Von 1912 bis 1918 lebt Elly Heuss-Knapp in Heilbronn, wo ihr Mann während dieser Jahre Chefredakteur der “Neckar-Zeitung” ist. Obwohl Elly Heuss-Knapp vorher erklärt hat: “Ich habe gar keine Lust auf Heilbronn”, wird sie in den sechs Jahren zur Heilbronnerin. In ihren Erinnerungen schreibt sie später: “Den Kiliansturm täglich zu sehen, war eine immer neue Freude.” Und Theodor Heuss bekennt: “Meine Frau ist innerlich, seelisch, mit Heilbronn zusammengewachsen. Sie ist auch die erste Frau in Deutschland gewesen, die für die Kriegsfrauen etwas getan hat.”

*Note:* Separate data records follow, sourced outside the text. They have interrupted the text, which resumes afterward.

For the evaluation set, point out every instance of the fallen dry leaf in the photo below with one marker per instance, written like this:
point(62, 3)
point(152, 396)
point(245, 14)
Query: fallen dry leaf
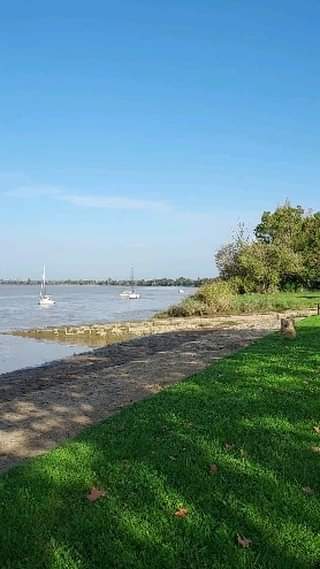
point(181, 513)
point(307, 490)
point(213, 469)
point(243, 541)
point(95, 494)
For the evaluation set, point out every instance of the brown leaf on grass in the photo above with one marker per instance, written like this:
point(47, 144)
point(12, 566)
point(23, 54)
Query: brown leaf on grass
point(307, 490)
point(95, 494)
point(213, 469)
point(181, 513)
point(243, 541)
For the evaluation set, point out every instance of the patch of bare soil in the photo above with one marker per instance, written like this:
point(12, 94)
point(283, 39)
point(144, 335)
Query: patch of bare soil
point(40, 407)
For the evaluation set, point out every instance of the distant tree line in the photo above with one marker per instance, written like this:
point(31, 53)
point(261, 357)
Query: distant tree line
point(181, 282)
point(283, 255)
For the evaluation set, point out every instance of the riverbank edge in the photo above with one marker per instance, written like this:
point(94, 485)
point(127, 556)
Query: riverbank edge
point(103, 334)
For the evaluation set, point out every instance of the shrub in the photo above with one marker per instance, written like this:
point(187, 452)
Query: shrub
point(217, 296)
point(189, 307)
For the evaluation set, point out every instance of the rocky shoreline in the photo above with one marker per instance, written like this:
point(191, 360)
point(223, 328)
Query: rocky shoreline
point(97, 335)
point(40, 407)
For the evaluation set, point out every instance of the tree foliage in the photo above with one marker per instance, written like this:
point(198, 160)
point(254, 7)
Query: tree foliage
point(285, 253)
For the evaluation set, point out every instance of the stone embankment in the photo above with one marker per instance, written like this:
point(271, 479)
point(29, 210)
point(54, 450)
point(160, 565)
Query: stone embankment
point(41, 407)
point(96, 335)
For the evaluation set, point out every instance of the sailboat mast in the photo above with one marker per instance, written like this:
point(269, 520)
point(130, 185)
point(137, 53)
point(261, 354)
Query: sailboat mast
point(44, 285)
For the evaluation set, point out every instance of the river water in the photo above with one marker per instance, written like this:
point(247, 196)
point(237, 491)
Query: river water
point(19, 309)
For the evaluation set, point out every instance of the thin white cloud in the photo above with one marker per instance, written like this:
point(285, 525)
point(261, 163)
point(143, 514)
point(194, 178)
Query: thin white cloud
point(113, 202)
point(34, 192)
point(87, 200)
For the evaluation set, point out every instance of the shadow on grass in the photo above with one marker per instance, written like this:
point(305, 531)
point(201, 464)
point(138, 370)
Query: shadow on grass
point(154, 458)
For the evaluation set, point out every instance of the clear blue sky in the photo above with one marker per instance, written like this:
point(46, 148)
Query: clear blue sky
point(141, 132)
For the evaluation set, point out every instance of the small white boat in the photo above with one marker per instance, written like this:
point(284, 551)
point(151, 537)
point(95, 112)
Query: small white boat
point(134, 295)
point(131, 294)
point(44, 298)
point(125, 293)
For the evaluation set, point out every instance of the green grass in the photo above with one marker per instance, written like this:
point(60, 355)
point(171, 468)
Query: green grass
point(154, 457)
point(278, 301)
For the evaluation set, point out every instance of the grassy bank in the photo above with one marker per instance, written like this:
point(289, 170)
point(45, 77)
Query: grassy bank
point(199, 305)
point(251, 415)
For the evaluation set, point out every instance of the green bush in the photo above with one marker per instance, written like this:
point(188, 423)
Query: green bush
point(189, 307)
point(217, 296)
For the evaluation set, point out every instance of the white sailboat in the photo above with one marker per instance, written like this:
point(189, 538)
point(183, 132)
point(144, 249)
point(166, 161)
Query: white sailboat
point(44, 298)
point(131, 294)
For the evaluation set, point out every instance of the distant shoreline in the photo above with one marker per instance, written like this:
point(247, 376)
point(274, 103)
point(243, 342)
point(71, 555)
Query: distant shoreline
point(186, 283)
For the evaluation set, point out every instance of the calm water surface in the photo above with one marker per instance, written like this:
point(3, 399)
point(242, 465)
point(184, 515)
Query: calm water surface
point(19, 309)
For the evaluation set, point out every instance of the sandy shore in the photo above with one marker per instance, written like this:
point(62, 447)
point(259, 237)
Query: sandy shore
point(40, 407)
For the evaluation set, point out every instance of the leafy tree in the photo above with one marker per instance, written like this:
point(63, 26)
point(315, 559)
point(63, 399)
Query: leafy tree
point(285, 252)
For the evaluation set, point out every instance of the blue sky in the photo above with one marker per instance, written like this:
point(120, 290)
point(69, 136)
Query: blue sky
point(141, 132)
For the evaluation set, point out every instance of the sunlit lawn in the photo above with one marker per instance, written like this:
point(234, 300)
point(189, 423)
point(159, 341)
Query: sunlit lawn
point(155, 457)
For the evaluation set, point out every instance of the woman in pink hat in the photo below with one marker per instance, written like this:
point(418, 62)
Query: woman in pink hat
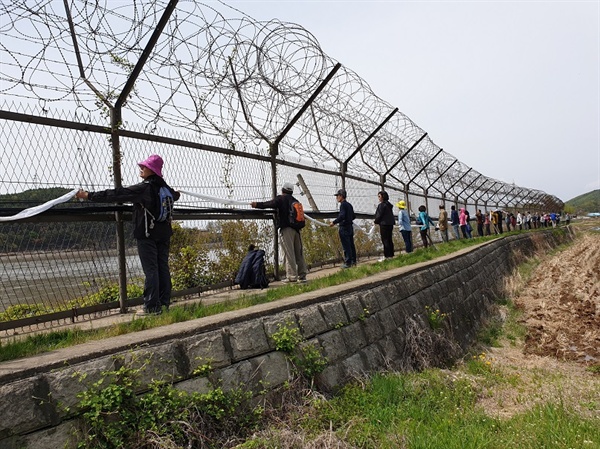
point(153, 237)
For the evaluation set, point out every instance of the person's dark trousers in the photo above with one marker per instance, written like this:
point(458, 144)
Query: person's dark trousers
point(154, 256)
point(387, 240)
point(407, 237)
point(347, 239)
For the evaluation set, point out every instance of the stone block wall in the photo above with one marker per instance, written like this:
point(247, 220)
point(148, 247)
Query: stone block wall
point(363, 326)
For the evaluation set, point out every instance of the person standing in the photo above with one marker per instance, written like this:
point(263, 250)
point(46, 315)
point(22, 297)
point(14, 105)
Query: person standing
point(153, 237)
point(404, 225)
point(480, 220)
point(291, 240)
point(487, 222)
point(424, 231)
point(345, 228)
point(463, 220)
point(455, 222)
point(443, 223)
point(384, 217)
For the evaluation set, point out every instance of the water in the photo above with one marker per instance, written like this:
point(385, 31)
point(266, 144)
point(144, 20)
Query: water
point(55, 278)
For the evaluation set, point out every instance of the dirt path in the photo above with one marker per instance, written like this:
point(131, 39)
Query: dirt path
point(562, 304)
point(558, 360)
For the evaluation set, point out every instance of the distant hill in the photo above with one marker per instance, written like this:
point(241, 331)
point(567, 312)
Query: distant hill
point(586, 203)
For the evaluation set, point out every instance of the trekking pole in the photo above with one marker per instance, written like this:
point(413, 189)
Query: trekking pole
point(430, 240)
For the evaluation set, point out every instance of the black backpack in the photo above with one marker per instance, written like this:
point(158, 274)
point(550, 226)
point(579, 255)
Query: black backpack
point(296, 214)
point(252, 272)
point(163, 207)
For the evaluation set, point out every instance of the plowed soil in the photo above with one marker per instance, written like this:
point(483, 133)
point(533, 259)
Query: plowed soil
point(561, 303)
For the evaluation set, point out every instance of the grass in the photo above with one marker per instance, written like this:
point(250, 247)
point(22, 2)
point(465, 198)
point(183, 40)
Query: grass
point(429, 410)
point(482, 402)
point(45, 342)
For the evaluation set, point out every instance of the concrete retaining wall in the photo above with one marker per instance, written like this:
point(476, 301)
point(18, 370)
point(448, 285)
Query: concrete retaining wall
point(362, 326)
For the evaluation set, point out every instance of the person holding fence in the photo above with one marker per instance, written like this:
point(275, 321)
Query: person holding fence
point(344, 221)
point(291, 240)
point(153, 235)
point(443, 223)
point(455, 222)
point(384, 217)
point(424, 230)
point(404, 225)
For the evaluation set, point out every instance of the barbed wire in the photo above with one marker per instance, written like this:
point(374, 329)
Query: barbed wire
point(218, 72)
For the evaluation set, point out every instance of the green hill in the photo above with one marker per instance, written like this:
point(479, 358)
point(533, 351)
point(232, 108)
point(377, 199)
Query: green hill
point(586, 203)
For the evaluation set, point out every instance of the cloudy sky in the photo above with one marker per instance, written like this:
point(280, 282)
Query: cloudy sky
point(511, 88)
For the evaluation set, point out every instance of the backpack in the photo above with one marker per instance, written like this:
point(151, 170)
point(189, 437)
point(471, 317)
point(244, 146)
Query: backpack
point(297, 220)
point(165, 209)
point(252, 272)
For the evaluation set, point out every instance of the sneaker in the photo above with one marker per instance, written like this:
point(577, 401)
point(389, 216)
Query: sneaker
point(145, 312)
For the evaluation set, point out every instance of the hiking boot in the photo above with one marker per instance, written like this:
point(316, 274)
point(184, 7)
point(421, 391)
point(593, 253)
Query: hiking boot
point(145, 312)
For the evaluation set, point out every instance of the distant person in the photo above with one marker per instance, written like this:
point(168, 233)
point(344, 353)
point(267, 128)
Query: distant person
point(455, 222)
point(344, 221)
point(424, 231)
point(405, 227)
point(291, 240)
point(500, 220)
point(153, 237)
point(463, 219)
point(384, 217)
point(487, 222)
point(480, 222)
point(443, 223)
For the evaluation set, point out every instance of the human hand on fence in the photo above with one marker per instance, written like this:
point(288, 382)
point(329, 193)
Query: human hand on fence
point(81, 194)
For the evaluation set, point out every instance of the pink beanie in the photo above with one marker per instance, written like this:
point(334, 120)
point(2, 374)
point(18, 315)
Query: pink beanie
point(154, 163)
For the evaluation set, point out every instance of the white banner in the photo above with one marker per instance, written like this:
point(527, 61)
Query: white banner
point(30, 212)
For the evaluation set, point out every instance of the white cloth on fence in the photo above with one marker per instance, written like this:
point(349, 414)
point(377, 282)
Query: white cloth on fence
point(32, 211)
point(246, 203)
point(215, 199)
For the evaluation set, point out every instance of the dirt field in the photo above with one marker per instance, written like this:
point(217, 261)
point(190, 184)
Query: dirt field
point(560, 355)
point(562, 304)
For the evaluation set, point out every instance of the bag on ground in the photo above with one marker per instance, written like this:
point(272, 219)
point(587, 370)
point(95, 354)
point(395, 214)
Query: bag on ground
point(252, 272)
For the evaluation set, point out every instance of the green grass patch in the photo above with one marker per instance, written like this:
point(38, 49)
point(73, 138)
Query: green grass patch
point(41, 343)
point(433, 410)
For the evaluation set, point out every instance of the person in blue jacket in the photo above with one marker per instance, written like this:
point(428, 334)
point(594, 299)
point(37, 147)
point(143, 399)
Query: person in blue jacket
point(345, 228)
point(384, 217)
point(424, 230)
point(404, 225)
point(153, 240)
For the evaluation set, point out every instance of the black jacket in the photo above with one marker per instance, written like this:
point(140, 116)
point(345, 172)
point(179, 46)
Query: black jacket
point(142, 195)
point(252, 272)
point(384, 214)
point(282, 204)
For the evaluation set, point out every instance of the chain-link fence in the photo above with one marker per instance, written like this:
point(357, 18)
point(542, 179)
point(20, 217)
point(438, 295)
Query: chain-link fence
point(234, 106)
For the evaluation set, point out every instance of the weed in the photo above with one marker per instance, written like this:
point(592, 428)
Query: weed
point(115, 415)
point(435, 317)
point(306, 358)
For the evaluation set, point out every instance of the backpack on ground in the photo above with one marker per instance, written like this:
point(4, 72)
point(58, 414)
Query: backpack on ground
point(297, 220)
point(252, 272)
point(164, 210)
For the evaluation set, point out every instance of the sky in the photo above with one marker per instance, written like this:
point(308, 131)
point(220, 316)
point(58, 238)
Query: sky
point(510, 88)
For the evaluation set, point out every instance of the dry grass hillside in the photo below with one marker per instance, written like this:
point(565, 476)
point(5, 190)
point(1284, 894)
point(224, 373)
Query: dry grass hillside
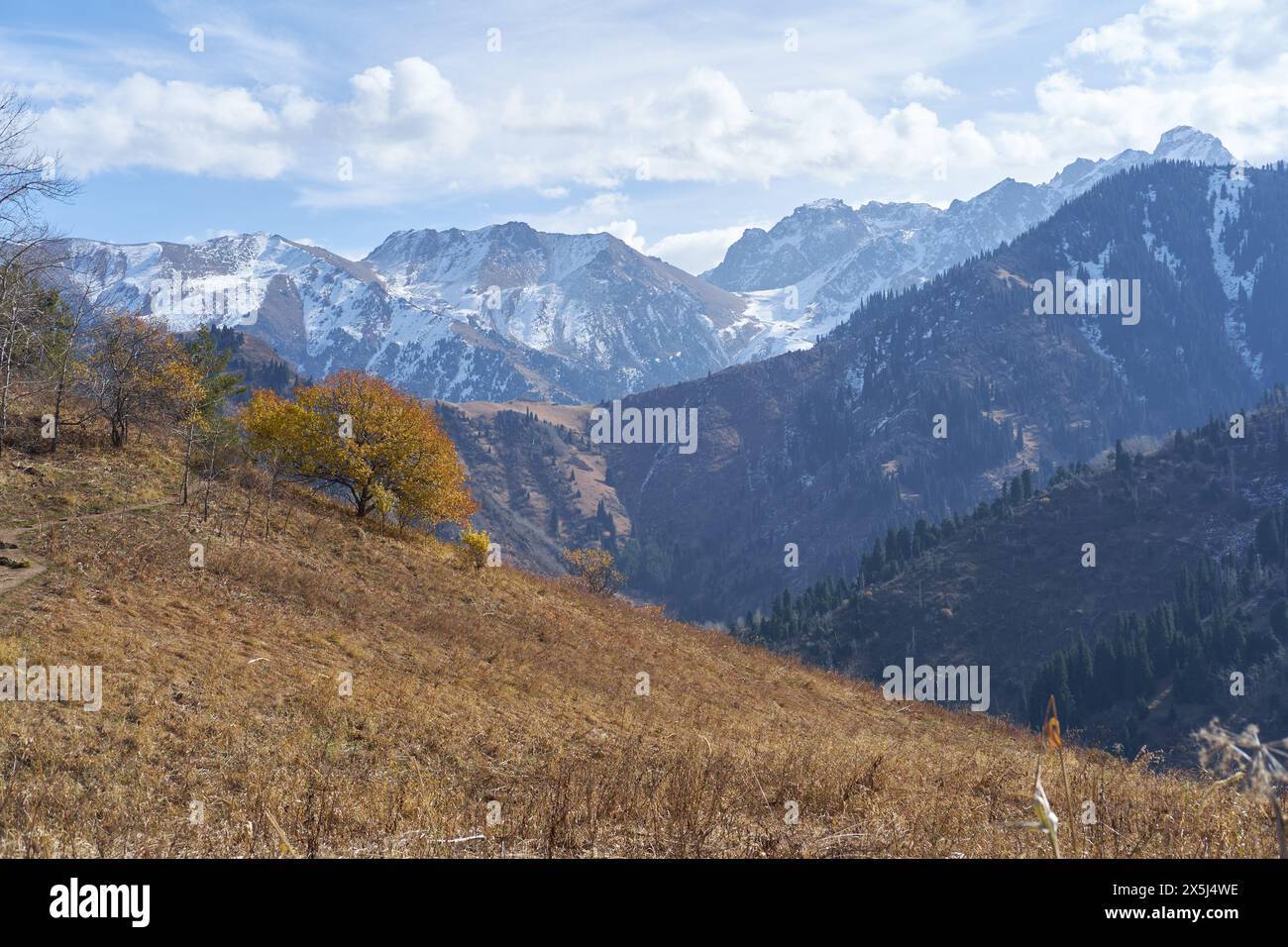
point(224, 731)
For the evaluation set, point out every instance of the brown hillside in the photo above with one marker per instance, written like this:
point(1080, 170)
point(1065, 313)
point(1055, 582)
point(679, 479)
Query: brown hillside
point(222, 696)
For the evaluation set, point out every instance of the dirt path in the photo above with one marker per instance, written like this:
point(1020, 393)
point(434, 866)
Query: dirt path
point(12, 545)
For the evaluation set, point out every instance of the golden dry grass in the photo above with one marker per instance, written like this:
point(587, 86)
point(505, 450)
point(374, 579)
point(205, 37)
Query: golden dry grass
point(222, 688)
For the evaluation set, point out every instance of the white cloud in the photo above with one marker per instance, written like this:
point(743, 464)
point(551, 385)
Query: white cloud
point(922, 86)
point(698, 250)
point(176, 125)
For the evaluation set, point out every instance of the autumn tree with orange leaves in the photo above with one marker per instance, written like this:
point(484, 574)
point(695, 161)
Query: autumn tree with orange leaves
point(356, 434)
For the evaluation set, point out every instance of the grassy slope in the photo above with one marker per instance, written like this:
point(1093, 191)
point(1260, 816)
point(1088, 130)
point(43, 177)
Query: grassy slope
point(222, 688)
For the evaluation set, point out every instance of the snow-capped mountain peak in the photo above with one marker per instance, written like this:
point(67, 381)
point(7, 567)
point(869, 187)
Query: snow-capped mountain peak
point(806, 274)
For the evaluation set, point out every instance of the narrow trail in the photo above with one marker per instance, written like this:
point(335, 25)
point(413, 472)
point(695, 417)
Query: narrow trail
point(12, 547)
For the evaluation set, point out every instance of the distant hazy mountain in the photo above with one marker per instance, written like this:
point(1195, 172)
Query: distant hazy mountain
point(496, 313)
point(827, 449)
point(506, 312)
point(811, 269)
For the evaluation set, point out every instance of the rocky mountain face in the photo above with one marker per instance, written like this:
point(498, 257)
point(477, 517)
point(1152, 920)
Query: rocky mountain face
point(498, 313)
point(823, 450)
point(1131, 589)
point(509, 312)
point(806, 274)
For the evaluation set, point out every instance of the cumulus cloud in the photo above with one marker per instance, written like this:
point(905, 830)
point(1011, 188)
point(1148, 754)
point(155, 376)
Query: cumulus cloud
point(176, 125)
point(697, 252)
point(922, 86)
point(407, 131)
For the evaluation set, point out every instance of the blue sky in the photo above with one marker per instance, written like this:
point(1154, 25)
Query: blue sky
point(670, 125)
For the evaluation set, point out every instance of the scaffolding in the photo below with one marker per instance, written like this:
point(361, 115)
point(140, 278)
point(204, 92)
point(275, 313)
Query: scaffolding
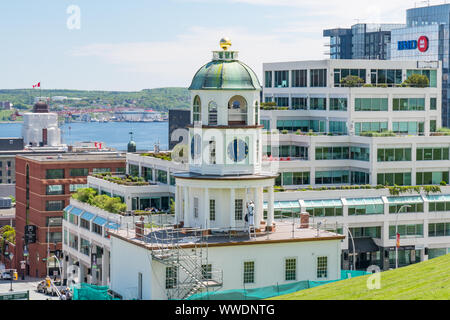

Elly Heuss-Knapp baut in diesen schweren Jahren des Ersten Weltkrieges in Heilbronn eine Arbeitsbeschaffungstelle für Kriegerwitwen auf, die 900 Frauen Arbeit gibt. Sie nimmt Aufträge für Heereslieferungen an, die von den Frauen in Heimarbeit ausgeführt werden können. Und sie hält Vorträge, schreibt Artikel und Bücher. Ihr Wirken strahlt weit über Heilbronn hinaus.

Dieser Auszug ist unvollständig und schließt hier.